In Progress
Unit 1, Lesson 1
In Progress

Autosplit

In our series on one-liners, we’ve seen Ruby’s tools for filtering and summarizing text right from the command-line. But what about columnar input, like process listings or CSV? Today we’ll see how “autosplit mode” makes short work of data with fields!

Video transcript & code

Hm, I wonder what’s using up all my memory.

ps aux

Oh, look at all those processes.

One of these columns is about memory. How can I see only the processes using the most memory?

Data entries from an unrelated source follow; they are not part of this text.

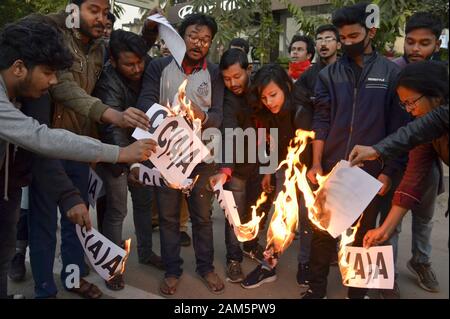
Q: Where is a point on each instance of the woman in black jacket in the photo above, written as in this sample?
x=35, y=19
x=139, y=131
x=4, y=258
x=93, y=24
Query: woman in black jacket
x=279, y=104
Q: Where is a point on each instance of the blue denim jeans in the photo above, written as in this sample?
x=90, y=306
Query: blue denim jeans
x=142, y=217
x=9, y=215
x=116, y=189
x=232, y=244
x=304, y=229
x=422, y=223
x=199, y=204
x=43, y=226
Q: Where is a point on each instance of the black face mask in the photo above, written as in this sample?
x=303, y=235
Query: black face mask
x=355, y=49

I think ps has some flags for sorting and filtering…

man ps

but uuuuugh who has time.

You know what I already know how use to sort and filter things? Ruby.

I know that I can pipe the output of ps into a Ruby one-liner, with code in a -e flag.

I know that I can get this “ghost loop”, which splits every line of input into the $_ variable,

while $_ = ARGF.gets
  # ...code from -e flags...
end

by using the -n flag.

In the -e code I’ll split each line into fields. Ruby’s String#split defaults to splitting on whitespace, so that should work fine.

Let’s see, uh, the memory column is called RSS for “Resident Set Size.” That’s column number 0… 1… 2… 3… 4… 5.

We’ll print the current line but only if the RSS is greater than 64k.

ps aux | ruby -ne 'fields = $_.split; print if fields[5].to_i > 2**16'

Perfect.

But wait, there’s more.

If we add the -a flag, Ruby will do some of this for us.

a stands for “autosplit”. Just as -n causes each input line to be assigned to the $_ variable, autosplit mode causes each line to be split into the special $F variable.

while $_ = ARGF.gets
  $F = $_.split
  # ...code from -e flags...
end

F stands for “fields”.

We can get a concrete picture of this if we use p to do an inspected print of the fields for each line of input.

ps aux | ruby -nae 'p $F'

See how each line has been converted to a whitespace-delimited array?

So using autosplit, we can make an even more concise command to filter for memory hogs.

ps aux | ruby -nae 'print if $F[5].to_i > 2**16'

ah-ha! It turns out that Slack is using all my memory. Well, no surprise there.

Now, I hear what you’re wondering. You’re about to ask:

“Hey Avdi! Can we use this feature to work with CSV data from the command line?”

Why yes, convenient question-asker! We can!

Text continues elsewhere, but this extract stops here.